Secondo un articolo pubblicato dal Somali Guardian l’11 gennaio, invece, sarebbero oltre 400 i soldati somali deceduti durante l’addestramento in Eritrea e il successivo impiego nel conflitto del Tigrai, mentre altri sarebbero stati costretti ai lavori forzati. L’articolo cita le dichiarazioni di un somalo, Abdulkahdir Abshir, che sostiene di essere fuggito dall’Eritrea, dove 5.400 giovani somali sarebbero stati inviato per ricevere addestramento militare in seguito ad un accordo dai tratti misteriosi, al quale la stampa somala ha dedicato particolare attenzione nel corso degli ultimi mesi.

Il 12 gennaio il presidente dell’Organizzazione Mondiale della Sanità, il tigrino Tedros Adhanom Ghebreyesus, ha rilasciato alcune dichiarazioni che hanno provocato accese polemiche in Etiopia. Secondo Tedros “la mancanza di un accesso umanitario allo stato regionale del Tigray alla nostra umanità, e in nessun luogo del mondo possiamo assistere ad un inferno come quello del Tigrai”.

Le parole del presidente dell’OMS hanno provocato l’immediata e sdegnata risposta da parte delle autorità di Addis Abeba, che hanno chiesto la revoca del mandato di Tedros e denunciato una diffusa politica di sostegno internazionale a favore del Tigrai e del TPLF.

La posizione di condanna del ruolo del governo federale è tuttavia ben più ampia di quanto il governo di Addis Abeba possa gestire, e anche il comitato organizzatore del premio Nobel, a Stoccolma, che ha assegnato il premio ad Abiy Ahmed nel 2019, ha formalmente chiesto il 13 gennaio al primo ministro etiopico di arrestare il conflitto, implicitamente attribuendogliene la responsabilità.

Sembra aver sortito uno scarso effetto, in tal modo, il rilascio di alcuni prigionieri politici stabilito la settimana scorsa da Abiy Ahmed, nel tentativo di favorire un dialogo di riconciliazione che non coinvolga tuttavia il TPLF come organizzazione politica, e soprattutto i sui attuali vertici.
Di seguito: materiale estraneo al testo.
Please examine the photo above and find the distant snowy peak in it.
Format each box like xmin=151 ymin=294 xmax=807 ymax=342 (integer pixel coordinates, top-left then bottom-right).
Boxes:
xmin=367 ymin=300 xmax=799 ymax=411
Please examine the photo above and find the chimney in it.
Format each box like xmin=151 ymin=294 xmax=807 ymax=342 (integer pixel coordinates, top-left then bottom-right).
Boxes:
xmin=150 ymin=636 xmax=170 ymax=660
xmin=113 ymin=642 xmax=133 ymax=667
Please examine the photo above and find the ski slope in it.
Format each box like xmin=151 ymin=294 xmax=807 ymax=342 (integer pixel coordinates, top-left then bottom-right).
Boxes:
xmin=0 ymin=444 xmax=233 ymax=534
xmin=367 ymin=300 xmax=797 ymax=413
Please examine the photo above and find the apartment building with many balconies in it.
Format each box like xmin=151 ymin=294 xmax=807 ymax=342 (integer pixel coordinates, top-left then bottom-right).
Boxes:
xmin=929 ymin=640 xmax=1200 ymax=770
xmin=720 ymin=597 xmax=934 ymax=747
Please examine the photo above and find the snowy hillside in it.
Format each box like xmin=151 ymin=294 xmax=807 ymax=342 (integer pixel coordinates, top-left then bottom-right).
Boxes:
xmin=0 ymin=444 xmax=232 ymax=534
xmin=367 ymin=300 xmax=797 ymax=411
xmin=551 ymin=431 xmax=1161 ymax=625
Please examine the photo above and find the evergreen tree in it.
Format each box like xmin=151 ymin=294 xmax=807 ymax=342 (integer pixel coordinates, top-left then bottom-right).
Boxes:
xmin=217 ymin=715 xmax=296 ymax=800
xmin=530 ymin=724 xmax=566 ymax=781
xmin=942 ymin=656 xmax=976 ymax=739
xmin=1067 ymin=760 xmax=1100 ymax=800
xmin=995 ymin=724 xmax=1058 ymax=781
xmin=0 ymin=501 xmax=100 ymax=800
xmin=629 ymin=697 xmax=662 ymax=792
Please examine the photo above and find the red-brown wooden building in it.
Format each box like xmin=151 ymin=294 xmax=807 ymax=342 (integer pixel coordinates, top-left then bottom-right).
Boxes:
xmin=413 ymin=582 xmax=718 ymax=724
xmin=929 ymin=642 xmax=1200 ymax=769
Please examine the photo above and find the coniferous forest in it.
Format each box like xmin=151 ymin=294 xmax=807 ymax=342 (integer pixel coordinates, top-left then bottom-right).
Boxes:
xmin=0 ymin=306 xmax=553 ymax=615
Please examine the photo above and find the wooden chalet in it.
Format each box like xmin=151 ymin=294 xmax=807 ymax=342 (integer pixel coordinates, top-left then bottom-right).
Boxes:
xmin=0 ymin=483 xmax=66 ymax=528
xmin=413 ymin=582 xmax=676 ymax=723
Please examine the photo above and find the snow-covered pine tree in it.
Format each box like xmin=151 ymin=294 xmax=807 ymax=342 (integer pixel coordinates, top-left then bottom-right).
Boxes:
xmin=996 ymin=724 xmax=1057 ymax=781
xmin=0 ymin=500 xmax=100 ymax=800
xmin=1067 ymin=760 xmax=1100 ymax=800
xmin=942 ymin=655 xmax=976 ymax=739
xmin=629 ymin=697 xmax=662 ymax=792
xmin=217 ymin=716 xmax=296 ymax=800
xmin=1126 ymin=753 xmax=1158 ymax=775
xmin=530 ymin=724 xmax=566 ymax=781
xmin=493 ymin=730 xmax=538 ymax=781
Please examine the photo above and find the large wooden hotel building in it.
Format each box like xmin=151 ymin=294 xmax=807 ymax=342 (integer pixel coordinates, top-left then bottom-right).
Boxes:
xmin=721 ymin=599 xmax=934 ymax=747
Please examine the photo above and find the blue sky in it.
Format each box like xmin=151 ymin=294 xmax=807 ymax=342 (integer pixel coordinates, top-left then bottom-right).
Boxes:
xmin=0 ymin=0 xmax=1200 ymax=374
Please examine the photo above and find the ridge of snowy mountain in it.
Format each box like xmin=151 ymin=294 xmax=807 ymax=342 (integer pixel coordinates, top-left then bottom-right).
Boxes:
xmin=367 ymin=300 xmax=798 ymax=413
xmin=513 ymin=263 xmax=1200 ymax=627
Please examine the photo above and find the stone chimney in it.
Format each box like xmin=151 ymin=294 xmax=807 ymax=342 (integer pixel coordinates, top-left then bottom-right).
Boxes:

Le notizie dei bombardamenti condotti attraverso l’impiego dei droni hanno certamente attratto l’attenzione dei media internazionali, relegando la liberazione degli ex detenuti ai margini dell’informazione.

Si sono rallegrati della scarcerazione, invece, sia il Segretario Generale delle Nazioni Unite, Antonio Guterres, che il Presidente degli USA Joe Biden, giudicandolo un segno tangibile nel tentativo di favorire un processo di riconciliazione politica nazionale.
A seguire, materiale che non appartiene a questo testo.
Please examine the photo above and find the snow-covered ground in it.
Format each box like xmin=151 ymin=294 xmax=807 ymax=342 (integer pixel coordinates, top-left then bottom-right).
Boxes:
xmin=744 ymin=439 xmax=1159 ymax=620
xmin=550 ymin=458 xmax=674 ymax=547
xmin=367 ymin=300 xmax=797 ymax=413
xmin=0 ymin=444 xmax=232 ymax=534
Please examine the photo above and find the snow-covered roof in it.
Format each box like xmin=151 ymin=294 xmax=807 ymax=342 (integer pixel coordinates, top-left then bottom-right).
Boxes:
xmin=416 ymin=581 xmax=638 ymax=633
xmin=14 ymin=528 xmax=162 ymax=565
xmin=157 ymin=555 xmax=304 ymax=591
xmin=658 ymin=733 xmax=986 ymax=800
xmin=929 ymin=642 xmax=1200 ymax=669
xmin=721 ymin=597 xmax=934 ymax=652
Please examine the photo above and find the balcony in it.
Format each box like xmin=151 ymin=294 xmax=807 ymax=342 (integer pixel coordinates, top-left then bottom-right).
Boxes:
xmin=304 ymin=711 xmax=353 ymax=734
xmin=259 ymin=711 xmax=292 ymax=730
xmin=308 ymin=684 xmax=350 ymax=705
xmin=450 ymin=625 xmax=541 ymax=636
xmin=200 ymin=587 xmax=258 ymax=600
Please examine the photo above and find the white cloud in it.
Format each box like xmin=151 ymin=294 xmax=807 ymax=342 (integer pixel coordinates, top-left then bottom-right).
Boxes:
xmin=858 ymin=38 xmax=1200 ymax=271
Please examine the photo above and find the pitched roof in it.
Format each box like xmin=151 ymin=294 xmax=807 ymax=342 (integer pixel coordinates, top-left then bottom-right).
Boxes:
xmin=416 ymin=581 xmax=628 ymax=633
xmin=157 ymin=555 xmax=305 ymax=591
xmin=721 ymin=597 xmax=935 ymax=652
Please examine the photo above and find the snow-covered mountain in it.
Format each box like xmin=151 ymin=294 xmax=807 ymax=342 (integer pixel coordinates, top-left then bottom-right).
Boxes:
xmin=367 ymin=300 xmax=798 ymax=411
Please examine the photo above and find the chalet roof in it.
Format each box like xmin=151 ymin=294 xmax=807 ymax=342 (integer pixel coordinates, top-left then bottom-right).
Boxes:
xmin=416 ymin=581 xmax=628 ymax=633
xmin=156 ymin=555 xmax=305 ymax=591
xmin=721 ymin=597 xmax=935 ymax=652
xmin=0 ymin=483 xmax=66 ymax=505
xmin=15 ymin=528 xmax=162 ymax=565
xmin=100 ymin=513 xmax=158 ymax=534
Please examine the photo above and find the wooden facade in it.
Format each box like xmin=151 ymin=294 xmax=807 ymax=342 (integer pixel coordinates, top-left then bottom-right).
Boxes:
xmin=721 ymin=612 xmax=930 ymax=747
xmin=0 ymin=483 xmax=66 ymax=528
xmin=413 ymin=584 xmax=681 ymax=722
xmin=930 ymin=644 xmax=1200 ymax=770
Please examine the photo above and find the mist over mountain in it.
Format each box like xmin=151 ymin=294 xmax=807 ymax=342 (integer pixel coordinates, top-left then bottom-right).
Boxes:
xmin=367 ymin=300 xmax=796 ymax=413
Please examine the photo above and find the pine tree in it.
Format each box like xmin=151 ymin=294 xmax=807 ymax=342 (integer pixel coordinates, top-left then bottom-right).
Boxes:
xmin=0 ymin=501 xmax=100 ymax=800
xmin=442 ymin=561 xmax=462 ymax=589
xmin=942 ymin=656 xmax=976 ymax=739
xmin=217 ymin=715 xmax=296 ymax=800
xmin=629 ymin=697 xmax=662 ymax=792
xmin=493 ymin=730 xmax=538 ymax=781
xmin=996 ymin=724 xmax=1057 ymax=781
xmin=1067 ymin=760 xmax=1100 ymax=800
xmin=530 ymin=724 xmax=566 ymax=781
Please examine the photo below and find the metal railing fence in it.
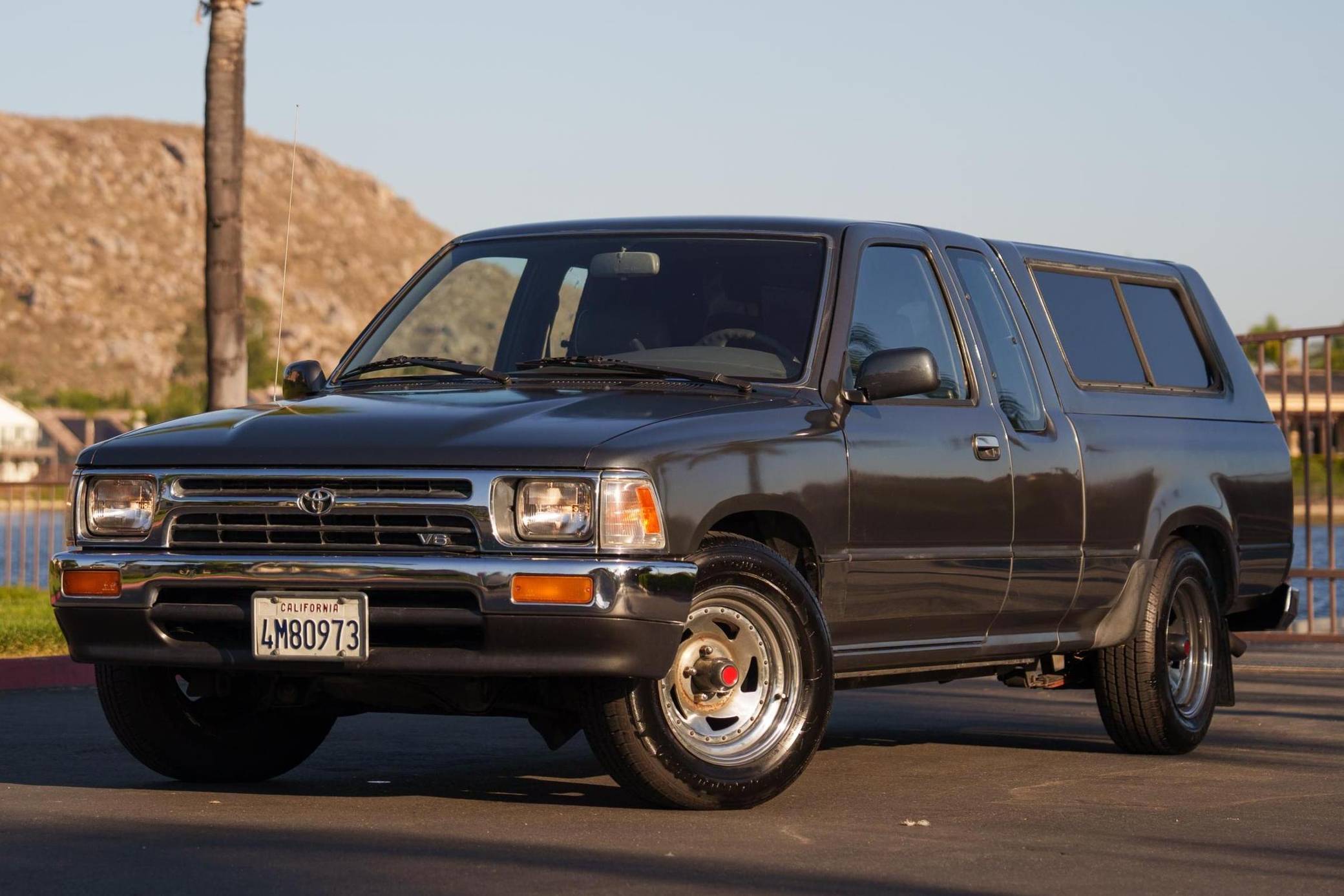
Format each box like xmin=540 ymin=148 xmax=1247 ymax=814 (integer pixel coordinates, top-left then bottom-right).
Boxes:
xmin=1237 ymin=326 xmax=1344 ymax=640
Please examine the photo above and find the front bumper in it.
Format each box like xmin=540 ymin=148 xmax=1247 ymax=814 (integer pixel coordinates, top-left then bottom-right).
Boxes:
xmin=51 ymin=549 xmax=696 ymax=678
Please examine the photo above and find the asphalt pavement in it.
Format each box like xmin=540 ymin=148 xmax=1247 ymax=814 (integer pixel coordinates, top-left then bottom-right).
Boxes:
xmin=0 ymin=645 xmax=1344 ymax=896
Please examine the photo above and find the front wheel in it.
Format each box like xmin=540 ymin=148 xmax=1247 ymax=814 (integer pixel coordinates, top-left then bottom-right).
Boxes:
xmin=583 ymin=535 xmax=832 ymax=809
xmin=96 ymin=663 xmax=336 ymax=783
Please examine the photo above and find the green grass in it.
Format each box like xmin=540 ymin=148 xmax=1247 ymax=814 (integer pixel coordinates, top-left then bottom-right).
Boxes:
xmin=0 ymin=587 xmax=66 ymax=657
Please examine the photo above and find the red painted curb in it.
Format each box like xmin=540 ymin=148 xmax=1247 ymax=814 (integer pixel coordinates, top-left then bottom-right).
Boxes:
xmin=0 ymin=657 xmax=93 ymax=691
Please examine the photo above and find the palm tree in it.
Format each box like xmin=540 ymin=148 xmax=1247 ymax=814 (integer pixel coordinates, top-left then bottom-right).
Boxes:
xmin=198 ymin=0 xmax=255 ymax=410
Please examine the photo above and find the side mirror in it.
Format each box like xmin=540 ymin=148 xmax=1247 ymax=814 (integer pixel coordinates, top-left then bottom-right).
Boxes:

Uno degli esponenti politici liberati la scorsa settimana, Eskinder Nega, blogger e fondatore del partito Baldera per una vera Democrazia, ha comunicati di essere disposto a partecipare ad un tavolo nazionale di riconciliazione, mentre nessuno degli altri ha voluto rilasciare dichiarazioni.

Il nuovo rappresentante speciale per il Corno d’Africa del Dipartimento di Stato USA, David Satterfield, ha invece comunicato il 15 gennaio l’intenzione di recarsi in Etiopia e Sudan nel corso di questa settimana, proseguendo poi l’Arabia Saudita. Satterfield ha voluto in tal modo dimostrare come le dimissioni di Jeffrey Feltman non incideranno in alcun modo sulla capacità del governo degli Stati Uniti di seguire con attenzione le dinamiche della politica e della sicurezza regionale.